The Rascals: Once Upon a Dream (Collectors’ Choice)--1968, and, at an average age of twenty-two, the Rascals were “young” no more. They celebrated their maturity by weaving together a collection of all-original misses that was as enjoyable as Groovin’ and as hippy “political” as Freedom Suite without the overkill--and by nodding to Sgt. Pepper with sitars and psychedelic segues. Rating: Three-and-a-half Buckwheats out of five.
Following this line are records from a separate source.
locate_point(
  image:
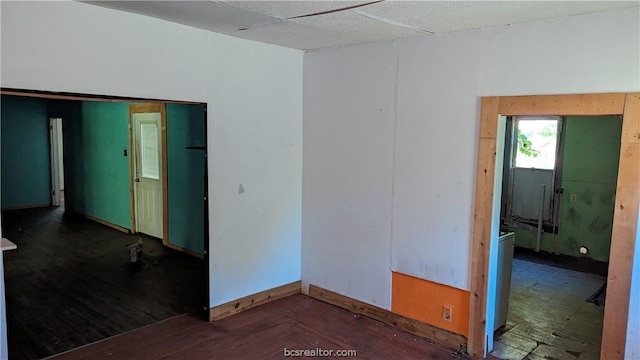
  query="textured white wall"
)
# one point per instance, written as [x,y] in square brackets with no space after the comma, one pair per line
[433,126]
[349,122]
[254,97]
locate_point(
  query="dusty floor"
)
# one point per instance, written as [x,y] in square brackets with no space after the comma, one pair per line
[549,317]
[70,282]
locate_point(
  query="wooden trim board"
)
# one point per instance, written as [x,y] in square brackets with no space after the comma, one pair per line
[415,327]
[86,97]
[625,222]
[233,307]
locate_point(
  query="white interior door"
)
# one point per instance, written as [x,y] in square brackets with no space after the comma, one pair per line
[55,134]
[147,173]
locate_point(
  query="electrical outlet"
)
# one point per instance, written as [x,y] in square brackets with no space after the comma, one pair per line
[447,312]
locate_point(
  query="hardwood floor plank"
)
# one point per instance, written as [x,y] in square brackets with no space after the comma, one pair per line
[70,282]
[297,322]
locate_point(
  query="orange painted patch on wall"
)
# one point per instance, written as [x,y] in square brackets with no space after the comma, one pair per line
[433,303]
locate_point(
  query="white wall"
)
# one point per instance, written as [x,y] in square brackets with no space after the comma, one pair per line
[254,96]
[347,185]
[432,122]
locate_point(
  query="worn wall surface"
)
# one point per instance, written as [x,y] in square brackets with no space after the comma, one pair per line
[186,175]
[589,174]
[254,97]
[97,170]
[26,174]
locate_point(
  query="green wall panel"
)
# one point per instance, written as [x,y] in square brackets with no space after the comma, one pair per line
[186,174]
[26,171]
[97,179]
[590,169]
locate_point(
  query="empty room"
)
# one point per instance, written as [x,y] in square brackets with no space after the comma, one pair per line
[339,178]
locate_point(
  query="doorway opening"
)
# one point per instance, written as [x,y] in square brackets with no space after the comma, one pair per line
[76,253]
[57,162]
[559,172]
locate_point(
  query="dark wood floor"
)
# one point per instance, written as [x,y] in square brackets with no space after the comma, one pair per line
[70,282]
[297,322]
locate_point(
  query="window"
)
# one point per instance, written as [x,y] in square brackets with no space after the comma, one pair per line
[537,142]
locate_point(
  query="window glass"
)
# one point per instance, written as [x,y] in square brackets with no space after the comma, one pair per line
[537,139]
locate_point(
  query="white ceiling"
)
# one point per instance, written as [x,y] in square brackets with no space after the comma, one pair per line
[308,25]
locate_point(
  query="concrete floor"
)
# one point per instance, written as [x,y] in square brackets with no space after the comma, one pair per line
[548,316]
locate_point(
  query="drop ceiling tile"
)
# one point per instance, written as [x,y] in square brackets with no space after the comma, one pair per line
[214,16]
[454,16]
[294,35]
[361,29]
[288,9]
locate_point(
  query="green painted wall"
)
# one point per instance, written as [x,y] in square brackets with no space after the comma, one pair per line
[97,172]
[185,167]
[590,170]
[25,169]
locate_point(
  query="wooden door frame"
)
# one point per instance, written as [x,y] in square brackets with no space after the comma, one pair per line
[150,108]
[625,220]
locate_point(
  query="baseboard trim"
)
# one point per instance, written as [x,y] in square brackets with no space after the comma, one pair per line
[233,307]
[415,327]
[106,223]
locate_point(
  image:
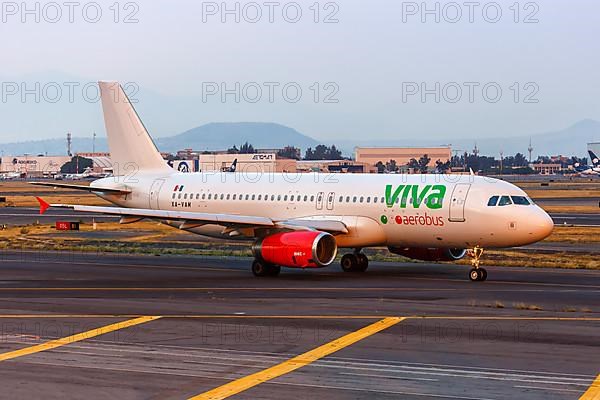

The Rascals: Freedom Suite (Collectors’ Choice)--1969, and, with 1968’s Time Peace hits compilation behind them, they felt ready for a double-length counterculture concept album. The title of the fourteen-minute drum solo, “Boom,” reflects the overall level of imagination. Rating: Two Peteys out of five.
The Rascals: See (Collectors’ Choice)--Still 1969, and, like Hollywood breathing a sigh after Brokeback Mountain, these guys sound relieved to have gotten their obligatory protest album out of the way. Unfortunately, the time they’d wasted allowed Three Dog Night to move in on their turf. Rating: Three-and-a-half Stymies out of five.
The Rascals: Search and Nearness (Collectors’ Choice)--1971, and though the end was near, the search wasn’t. The finds: a killer jazz instrumental (“Nama”), a catchy psychedelic anachronism (“Fortunes”), a buoyant Cavaliere original (“I Believe”), and a cover worth writing home about (“The Letter”). Rating: Three Alfalfas out of five.